In vitro studies have indicated that the permeability glycoprotein (P-gp) and breast cancer resistance protein (BCRP) are inhibited by finerenone [5, 7]. Moreover, finerenone and/or some of its metabolites showed a potential to inhibit the organic anion transporting polypeptide (OATP) isoforms 1B1 and 1B3 [5, 7]. A risk for finerenone to inhibit BCRP and OATP in vivo could not be completely ruled out based on prediction algorithms, while a risk for clinically relevant P-gp inhibition was not evident based on predictive algorithms and predefined threshold values [5]. Studies were performed with finerenone to investigate effects on index substrates of the above drug transporters (see Fig. 6).

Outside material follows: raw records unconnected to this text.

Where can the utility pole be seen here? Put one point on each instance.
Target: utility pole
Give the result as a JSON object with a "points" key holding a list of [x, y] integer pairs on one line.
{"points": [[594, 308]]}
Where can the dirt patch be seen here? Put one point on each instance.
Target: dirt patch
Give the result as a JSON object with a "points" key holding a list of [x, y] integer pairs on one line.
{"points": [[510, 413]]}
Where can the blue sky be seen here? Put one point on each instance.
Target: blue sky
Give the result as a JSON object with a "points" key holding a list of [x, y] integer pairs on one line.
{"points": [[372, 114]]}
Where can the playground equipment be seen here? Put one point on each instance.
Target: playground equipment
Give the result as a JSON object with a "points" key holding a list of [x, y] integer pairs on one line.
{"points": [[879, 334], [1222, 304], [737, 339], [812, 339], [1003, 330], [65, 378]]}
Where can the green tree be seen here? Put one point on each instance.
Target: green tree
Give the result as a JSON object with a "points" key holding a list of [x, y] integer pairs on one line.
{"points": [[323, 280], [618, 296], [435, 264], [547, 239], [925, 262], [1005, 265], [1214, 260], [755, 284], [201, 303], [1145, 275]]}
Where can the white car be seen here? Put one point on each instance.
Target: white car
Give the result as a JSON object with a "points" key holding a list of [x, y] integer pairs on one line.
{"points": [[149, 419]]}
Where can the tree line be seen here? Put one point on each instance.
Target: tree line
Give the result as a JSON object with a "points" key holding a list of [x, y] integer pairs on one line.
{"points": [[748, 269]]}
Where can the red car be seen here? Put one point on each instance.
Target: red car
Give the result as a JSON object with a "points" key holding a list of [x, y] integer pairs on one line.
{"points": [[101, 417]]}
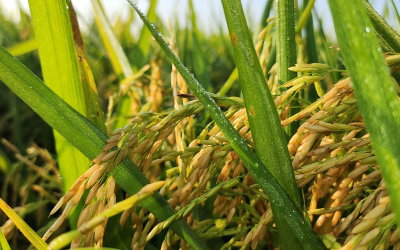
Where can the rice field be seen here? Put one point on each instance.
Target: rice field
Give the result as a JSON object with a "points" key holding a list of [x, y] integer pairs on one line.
{"points": [[268, 136]]}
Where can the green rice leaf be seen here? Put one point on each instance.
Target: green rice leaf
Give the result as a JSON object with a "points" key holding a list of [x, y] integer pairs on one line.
{"points": [[270, 186], [25, 229], [373, 88], [23, 48], [85, 136], [53, 31], [3, 242], [269, 138]]}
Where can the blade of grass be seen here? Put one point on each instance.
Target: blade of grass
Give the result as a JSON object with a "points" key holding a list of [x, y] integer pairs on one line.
{"points": [[3, 242], [373, 88], [25, 229], [94, 113], [286, 51], [270, 186], [266, 13], [23, 48], [269, 138], [383, 29], [271, 59], [396, 11], [85, 137], [228, 84], [5, 163], [143, 46], [199, 60], [311, 48], [53, 32]]}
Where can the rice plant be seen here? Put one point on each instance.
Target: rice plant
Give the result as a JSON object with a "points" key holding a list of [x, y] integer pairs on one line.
{"points": [[147, 155]]}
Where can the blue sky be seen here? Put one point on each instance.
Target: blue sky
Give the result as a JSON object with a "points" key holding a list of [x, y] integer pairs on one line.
{"points": [[208, 12]]}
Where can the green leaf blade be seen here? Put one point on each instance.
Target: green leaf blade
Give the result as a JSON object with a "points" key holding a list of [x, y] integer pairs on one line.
{"points": [[52, 26], [372, 85]]}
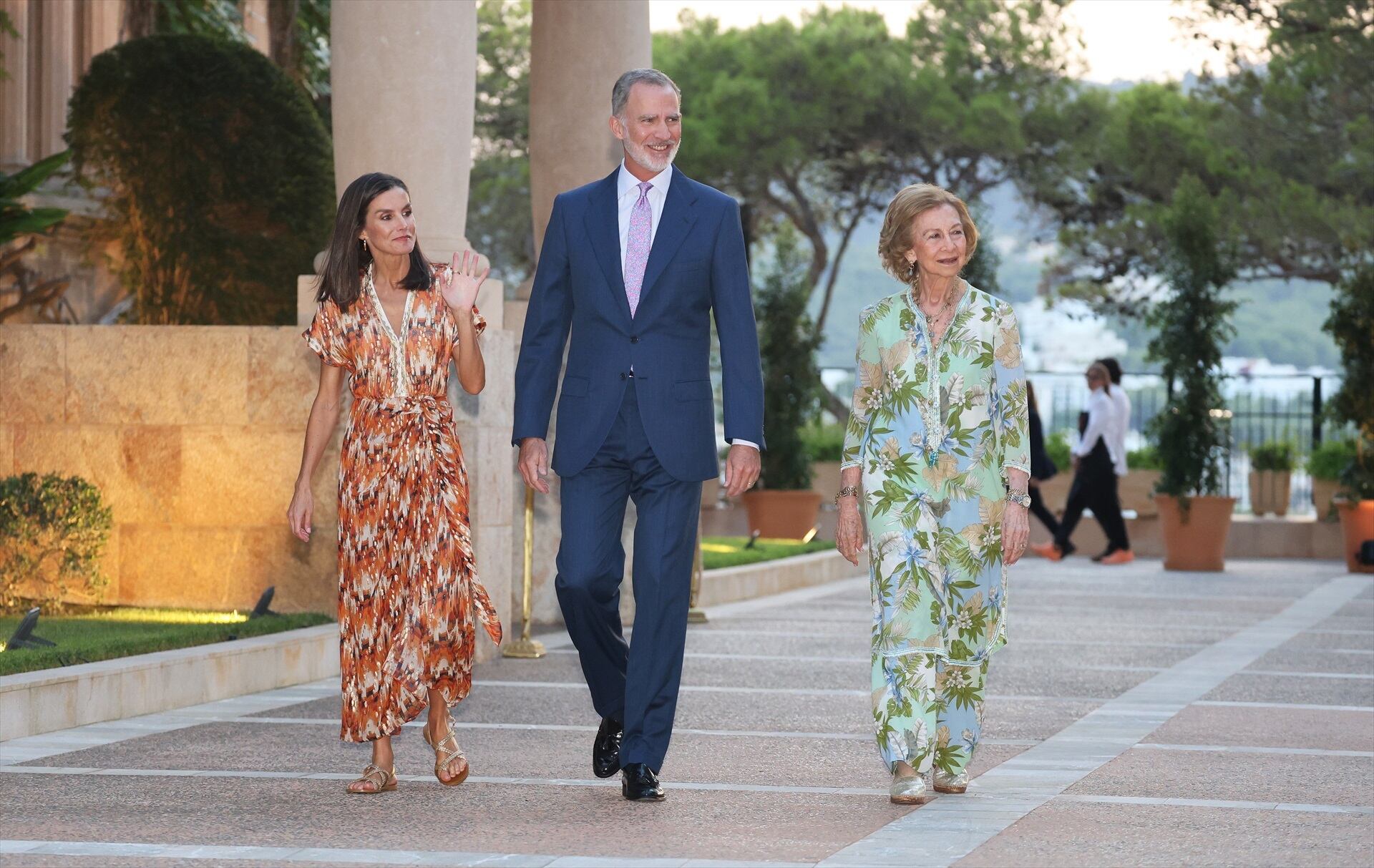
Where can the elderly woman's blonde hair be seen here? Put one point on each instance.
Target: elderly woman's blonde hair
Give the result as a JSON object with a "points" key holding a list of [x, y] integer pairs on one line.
{"points": [[910, 203]]}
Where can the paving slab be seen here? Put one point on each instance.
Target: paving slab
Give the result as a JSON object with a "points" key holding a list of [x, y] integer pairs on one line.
{"points": [[427, 816], [1076, 834], [1323, 640], [1259, 778], [1300, 728], [799, 779]]}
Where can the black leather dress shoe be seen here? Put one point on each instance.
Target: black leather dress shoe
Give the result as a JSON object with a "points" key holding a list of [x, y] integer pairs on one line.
{"points": [[606, 748], [638, 783]]}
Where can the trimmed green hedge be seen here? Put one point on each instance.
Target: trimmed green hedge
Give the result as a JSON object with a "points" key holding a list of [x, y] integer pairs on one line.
{"points": [[220, 177], [718, 552]]}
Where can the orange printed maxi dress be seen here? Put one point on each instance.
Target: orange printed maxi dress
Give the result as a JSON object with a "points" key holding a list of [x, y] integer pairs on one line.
{"points": [[409, 588]]}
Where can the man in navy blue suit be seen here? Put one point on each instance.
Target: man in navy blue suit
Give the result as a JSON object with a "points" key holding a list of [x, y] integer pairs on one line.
{"points": [[634, 265]]}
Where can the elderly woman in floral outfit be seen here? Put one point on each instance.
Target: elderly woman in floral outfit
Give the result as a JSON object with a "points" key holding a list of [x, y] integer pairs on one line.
{"points": [[936, 458]]}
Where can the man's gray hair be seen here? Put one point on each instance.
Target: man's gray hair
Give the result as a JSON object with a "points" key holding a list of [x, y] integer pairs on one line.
{"points": [[620, 94]]}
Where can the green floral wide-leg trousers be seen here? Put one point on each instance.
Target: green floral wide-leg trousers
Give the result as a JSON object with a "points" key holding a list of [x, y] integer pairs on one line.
{"points": [[927, 712]]}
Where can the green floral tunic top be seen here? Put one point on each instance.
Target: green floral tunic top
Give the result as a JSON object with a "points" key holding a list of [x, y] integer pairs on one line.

Digoxin, an index substrate of P-gp [26], and drug with a narrow therapeutic range, demonstrated equivalence in trough concentration within a dosing interval after multiple dosing (Ctrough,md) on three subsequent days, and in AUC within the dosing interval after multiple dosing (AUCT,md), and Cmax within a dosing interval after multiple dose administration (Cmax,md) (ratios “digoxin + finerenone/digoxin alone” and 90% CIs within 80%–125%), when administered alone or together with finerenone 20 mg OD, with both drugs having reached steady-state. Finerenone AUCτ,md and Cmax,md were also unchanged in the absence or presence of digoxin, as expected [5] (see also Table 3 of the Electronic Supplementary Material).

The AUC or Cmax of rosuvastatin were not altered in a clinically relevant manner when administered on a background of 40 mg finerenone OD at steady-state, simultaneously with finerenone, or separated by 4 h, compared to administration of rosuvastatin alone. Rosuvastatin is an index substrate of both OATPs and BCRP [26]. In addition, finerenone had no effect on the systemic exposure of the endogenous OATP substrates coproporphyrin I and III [7].

The studies show that finerenone does not affect the activity of the drug-transporters P-gp, BCRP, or OATPs 1B1 and 1B3 in vivo.